The 1950s - Seeds of Growth

  26 August 2013   John Bradbury   History

The 1949 Chatham Cup success led to a decade in which we won the Venus Shield for the 4th time, in 1952, and finished in the top four in six other seasons. There also emerged a core of junior players who were to form the nucleus of the 1st team for years to come, and a group of administrators who were to give great service to the club at junior management and club levels for many years.


A proposal by committee member Jack Evans, father of Tony – our first home-grown player to become a New Zealand representative, to organise a junior end of season tournament was amended by the committee to apply not for juniors but for clubs’ 1st teams. (In 1956 we had three men’s teams and three junior teams.) And so, in 1955, with Otto Hilton having garnered support from the Wellington clubs and referees and then donated a handsome trophy, the Hilton-Petone Friendly Tournament was born. Teams from all the top Wellington clubs entered and Petone were inaugural runners-up and then won the trophy in 1956, the forerunner of several successes – the latest being this year.


In 1956, centurion Alan Kearton made his first team debut and a year later was followed by centurions Bob Walley, John Ryan and Tony Evans. Alan, Bob and John received their mugs at the last Old Timers’ Day and today it will be the turn of Tony Evans, who made the most appearances (10) of those on debut that season.


Another innovation was the formation in 1958 of a Junior Management Committee, which brought together volunteer administrators, coaches and managers – in most cases the fathers of junior players - to look after the increasing number of boys who wanted to play football.
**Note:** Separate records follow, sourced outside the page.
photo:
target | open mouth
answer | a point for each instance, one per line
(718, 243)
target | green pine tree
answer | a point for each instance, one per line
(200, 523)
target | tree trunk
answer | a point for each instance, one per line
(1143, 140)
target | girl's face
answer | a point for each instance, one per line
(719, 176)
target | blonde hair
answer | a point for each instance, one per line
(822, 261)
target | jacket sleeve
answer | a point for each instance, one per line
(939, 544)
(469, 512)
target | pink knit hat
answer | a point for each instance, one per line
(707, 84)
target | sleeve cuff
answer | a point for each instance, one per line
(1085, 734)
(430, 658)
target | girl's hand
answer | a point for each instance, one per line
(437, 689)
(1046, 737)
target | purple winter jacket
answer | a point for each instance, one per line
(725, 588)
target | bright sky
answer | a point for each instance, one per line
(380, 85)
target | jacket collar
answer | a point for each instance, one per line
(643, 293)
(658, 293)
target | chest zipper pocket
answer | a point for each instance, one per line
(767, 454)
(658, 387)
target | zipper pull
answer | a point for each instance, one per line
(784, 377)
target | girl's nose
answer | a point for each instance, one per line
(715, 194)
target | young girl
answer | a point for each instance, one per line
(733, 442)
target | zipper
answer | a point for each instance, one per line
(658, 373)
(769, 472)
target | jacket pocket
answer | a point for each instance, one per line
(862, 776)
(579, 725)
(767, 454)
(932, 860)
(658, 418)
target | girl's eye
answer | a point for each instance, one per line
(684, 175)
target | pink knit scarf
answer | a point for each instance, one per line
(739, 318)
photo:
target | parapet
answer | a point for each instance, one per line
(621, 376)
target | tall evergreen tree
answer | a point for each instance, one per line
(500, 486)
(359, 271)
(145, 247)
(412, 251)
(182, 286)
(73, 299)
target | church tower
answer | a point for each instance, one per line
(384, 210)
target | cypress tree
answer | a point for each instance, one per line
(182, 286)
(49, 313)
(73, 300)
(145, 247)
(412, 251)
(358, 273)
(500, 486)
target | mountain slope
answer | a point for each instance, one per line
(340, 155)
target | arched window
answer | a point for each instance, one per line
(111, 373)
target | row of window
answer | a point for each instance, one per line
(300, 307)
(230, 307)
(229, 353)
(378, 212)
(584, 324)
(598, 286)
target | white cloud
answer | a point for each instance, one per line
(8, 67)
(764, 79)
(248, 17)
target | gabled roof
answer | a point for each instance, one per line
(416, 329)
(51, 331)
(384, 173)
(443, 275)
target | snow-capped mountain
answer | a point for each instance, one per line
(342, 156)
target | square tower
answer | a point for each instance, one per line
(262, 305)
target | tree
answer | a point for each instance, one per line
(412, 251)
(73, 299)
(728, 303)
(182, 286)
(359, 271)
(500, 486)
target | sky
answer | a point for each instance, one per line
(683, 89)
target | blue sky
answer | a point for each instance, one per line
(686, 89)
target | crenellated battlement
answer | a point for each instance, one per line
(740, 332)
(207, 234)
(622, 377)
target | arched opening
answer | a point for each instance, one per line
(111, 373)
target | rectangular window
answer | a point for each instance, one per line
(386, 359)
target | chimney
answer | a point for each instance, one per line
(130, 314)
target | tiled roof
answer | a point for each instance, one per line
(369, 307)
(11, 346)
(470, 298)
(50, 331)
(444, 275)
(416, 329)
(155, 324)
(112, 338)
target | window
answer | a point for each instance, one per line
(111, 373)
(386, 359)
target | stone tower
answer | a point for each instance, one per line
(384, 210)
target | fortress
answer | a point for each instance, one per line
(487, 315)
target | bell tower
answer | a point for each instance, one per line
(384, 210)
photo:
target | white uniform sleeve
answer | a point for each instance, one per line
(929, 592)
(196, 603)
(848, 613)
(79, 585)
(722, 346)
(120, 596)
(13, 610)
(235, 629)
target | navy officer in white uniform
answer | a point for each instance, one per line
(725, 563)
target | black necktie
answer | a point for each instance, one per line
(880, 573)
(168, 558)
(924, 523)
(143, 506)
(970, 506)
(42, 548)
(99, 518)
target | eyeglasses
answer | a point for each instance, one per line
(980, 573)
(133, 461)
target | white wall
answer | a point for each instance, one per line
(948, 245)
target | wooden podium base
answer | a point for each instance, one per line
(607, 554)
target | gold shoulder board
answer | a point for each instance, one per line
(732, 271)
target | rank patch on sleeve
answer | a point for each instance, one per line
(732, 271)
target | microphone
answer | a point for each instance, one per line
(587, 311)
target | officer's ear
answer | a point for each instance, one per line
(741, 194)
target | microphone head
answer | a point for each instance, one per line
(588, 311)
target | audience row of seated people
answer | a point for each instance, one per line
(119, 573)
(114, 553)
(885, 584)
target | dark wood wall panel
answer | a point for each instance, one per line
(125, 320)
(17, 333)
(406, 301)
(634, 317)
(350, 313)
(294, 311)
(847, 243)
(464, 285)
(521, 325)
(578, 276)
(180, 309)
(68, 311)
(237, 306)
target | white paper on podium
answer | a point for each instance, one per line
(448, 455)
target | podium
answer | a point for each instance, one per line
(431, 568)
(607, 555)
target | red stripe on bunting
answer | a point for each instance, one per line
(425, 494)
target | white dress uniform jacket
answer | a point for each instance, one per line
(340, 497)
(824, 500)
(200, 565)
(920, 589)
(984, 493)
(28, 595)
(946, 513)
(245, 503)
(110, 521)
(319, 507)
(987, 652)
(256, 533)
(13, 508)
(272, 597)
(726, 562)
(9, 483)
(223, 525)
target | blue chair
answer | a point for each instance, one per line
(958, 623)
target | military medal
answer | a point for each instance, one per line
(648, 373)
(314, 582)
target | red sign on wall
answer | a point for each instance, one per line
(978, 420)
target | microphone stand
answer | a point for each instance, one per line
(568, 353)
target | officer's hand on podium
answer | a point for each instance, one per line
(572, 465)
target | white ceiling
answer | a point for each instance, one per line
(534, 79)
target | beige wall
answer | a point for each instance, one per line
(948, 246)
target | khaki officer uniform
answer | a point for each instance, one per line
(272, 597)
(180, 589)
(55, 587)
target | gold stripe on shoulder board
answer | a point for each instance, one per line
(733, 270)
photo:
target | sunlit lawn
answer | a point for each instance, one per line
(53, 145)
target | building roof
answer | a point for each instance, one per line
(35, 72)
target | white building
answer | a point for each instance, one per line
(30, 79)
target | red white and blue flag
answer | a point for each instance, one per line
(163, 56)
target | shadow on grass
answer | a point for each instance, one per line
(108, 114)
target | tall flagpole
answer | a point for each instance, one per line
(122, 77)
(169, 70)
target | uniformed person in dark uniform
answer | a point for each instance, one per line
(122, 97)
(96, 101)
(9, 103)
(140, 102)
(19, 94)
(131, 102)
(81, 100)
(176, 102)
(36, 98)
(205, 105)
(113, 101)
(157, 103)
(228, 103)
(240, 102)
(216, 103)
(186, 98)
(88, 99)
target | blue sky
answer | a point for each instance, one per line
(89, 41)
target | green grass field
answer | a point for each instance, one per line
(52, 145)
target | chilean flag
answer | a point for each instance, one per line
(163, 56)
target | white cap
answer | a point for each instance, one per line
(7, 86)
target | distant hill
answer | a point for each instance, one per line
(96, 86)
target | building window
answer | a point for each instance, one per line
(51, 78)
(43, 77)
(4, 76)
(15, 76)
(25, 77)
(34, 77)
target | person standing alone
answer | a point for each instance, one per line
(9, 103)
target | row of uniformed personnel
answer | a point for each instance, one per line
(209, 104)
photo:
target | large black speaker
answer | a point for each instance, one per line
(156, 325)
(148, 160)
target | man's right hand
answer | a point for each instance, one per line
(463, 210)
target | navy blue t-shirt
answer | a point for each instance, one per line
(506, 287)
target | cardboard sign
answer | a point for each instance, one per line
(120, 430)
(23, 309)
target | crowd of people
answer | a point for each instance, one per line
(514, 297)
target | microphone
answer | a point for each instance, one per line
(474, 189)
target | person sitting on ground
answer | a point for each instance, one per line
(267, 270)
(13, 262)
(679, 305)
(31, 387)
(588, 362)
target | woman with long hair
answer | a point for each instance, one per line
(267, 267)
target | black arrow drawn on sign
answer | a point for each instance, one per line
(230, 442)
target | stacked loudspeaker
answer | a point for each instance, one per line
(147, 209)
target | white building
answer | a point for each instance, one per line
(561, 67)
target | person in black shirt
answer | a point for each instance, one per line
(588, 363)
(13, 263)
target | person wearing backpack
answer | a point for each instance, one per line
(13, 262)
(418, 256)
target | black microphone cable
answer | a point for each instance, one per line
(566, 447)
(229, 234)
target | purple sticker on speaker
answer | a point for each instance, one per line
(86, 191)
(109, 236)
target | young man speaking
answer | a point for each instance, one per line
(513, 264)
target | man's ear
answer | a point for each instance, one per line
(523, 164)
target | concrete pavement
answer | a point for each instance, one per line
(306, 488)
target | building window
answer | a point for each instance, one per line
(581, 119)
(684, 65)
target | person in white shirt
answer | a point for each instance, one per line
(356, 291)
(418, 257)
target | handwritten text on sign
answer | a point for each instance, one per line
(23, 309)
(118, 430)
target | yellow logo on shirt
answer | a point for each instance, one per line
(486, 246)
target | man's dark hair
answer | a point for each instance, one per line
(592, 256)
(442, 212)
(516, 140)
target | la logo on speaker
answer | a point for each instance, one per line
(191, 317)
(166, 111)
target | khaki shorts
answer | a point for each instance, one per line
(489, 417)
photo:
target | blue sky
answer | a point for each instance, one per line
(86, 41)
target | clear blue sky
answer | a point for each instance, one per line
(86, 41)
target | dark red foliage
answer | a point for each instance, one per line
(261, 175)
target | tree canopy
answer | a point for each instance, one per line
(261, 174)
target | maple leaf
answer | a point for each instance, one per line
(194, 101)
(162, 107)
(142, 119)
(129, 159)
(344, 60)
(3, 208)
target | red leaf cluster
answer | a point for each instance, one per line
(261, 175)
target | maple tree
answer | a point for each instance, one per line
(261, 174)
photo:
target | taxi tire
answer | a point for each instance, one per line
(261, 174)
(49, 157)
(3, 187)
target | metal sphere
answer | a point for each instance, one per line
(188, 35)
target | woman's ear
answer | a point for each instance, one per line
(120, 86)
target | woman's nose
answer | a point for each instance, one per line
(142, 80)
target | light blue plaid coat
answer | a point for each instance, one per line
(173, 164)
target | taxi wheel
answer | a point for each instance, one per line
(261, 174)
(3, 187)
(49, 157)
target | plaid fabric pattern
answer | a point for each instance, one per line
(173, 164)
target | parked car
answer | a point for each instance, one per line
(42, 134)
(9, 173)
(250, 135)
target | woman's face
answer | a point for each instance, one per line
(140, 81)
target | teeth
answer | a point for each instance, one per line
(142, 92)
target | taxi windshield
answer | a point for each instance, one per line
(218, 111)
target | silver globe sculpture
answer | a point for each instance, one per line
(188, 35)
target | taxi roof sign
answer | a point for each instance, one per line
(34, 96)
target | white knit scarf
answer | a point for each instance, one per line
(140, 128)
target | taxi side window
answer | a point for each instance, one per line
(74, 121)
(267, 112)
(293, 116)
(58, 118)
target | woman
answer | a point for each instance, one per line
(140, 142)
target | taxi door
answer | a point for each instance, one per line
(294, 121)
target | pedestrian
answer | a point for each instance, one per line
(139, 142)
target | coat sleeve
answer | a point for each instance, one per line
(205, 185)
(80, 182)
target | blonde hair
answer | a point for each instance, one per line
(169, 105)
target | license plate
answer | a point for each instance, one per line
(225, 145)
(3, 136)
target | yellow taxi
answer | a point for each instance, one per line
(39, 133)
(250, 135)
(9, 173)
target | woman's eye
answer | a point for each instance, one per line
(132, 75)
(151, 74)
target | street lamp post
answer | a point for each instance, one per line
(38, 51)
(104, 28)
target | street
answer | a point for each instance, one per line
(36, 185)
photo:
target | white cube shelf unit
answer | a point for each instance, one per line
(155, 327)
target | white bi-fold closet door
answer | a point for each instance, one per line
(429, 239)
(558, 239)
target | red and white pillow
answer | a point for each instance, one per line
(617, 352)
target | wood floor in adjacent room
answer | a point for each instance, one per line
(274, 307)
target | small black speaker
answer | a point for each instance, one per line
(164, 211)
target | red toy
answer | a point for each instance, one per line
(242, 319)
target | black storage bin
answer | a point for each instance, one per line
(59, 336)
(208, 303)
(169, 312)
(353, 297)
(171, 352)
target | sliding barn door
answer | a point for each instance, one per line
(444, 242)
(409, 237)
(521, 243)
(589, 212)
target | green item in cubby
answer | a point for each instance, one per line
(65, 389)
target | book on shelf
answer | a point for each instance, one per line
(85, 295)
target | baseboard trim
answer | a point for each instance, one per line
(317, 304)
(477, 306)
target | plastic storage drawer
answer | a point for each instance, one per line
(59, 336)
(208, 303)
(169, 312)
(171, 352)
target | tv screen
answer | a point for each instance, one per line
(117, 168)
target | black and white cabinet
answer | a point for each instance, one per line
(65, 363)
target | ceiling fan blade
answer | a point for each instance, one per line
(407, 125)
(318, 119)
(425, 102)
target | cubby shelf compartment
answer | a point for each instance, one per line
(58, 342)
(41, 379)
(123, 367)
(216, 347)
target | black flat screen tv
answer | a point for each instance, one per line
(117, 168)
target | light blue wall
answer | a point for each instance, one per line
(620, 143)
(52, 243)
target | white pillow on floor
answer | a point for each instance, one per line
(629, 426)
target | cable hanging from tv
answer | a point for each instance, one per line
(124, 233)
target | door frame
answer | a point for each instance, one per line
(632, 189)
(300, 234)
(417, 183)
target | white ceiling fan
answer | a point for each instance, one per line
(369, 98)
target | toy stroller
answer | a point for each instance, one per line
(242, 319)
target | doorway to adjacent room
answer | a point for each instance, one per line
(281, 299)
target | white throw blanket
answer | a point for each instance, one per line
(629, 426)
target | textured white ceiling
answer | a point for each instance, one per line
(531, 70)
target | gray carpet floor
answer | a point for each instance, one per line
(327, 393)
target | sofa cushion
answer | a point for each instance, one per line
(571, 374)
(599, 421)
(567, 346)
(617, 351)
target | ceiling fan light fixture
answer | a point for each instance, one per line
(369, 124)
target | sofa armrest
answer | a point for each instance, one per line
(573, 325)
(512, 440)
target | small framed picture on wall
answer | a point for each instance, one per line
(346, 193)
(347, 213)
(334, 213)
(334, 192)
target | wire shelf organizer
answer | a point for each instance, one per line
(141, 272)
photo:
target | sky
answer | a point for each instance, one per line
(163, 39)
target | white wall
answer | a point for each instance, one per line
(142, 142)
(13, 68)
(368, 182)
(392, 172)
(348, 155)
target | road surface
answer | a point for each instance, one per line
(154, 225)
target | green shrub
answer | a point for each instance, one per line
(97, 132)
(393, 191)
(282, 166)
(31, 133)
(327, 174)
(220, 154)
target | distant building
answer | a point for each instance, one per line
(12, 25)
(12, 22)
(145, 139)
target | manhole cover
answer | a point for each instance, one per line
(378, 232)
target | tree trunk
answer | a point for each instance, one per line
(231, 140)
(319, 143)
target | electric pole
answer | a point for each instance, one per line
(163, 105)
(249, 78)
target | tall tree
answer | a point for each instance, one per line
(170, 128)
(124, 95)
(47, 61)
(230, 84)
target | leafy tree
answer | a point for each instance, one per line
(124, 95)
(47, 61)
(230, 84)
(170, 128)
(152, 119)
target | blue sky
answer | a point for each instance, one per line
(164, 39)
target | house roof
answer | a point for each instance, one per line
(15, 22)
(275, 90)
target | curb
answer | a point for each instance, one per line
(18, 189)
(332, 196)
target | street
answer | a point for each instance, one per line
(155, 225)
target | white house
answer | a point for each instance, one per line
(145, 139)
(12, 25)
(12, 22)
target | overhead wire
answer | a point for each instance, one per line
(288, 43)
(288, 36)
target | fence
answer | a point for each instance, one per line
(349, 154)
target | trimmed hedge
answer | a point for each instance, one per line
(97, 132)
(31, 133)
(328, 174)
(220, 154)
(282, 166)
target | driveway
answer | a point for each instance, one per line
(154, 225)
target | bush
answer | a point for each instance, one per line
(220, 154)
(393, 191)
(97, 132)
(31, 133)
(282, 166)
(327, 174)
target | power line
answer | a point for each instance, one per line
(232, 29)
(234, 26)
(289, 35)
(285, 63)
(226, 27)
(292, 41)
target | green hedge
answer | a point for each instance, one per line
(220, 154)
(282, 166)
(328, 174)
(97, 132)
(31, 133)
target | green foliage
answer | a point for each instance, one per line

Junior coaching had started years earlier with Andy Leslie and Jimmy Campbell, both New Zealand representatives, and 1949 Chatham Cup fullback Bob Reid. One floodlight on a power pole in Udy Street facing the north east corner of Petone Rec limited the junior practice area while the seniors used floodlights mounted on the grandstand, lighting an area in front of the public toilets.


Change was inevitable for the club to accommodate the World War II baby boomers and the scene was set for major strides forward in the 1960s.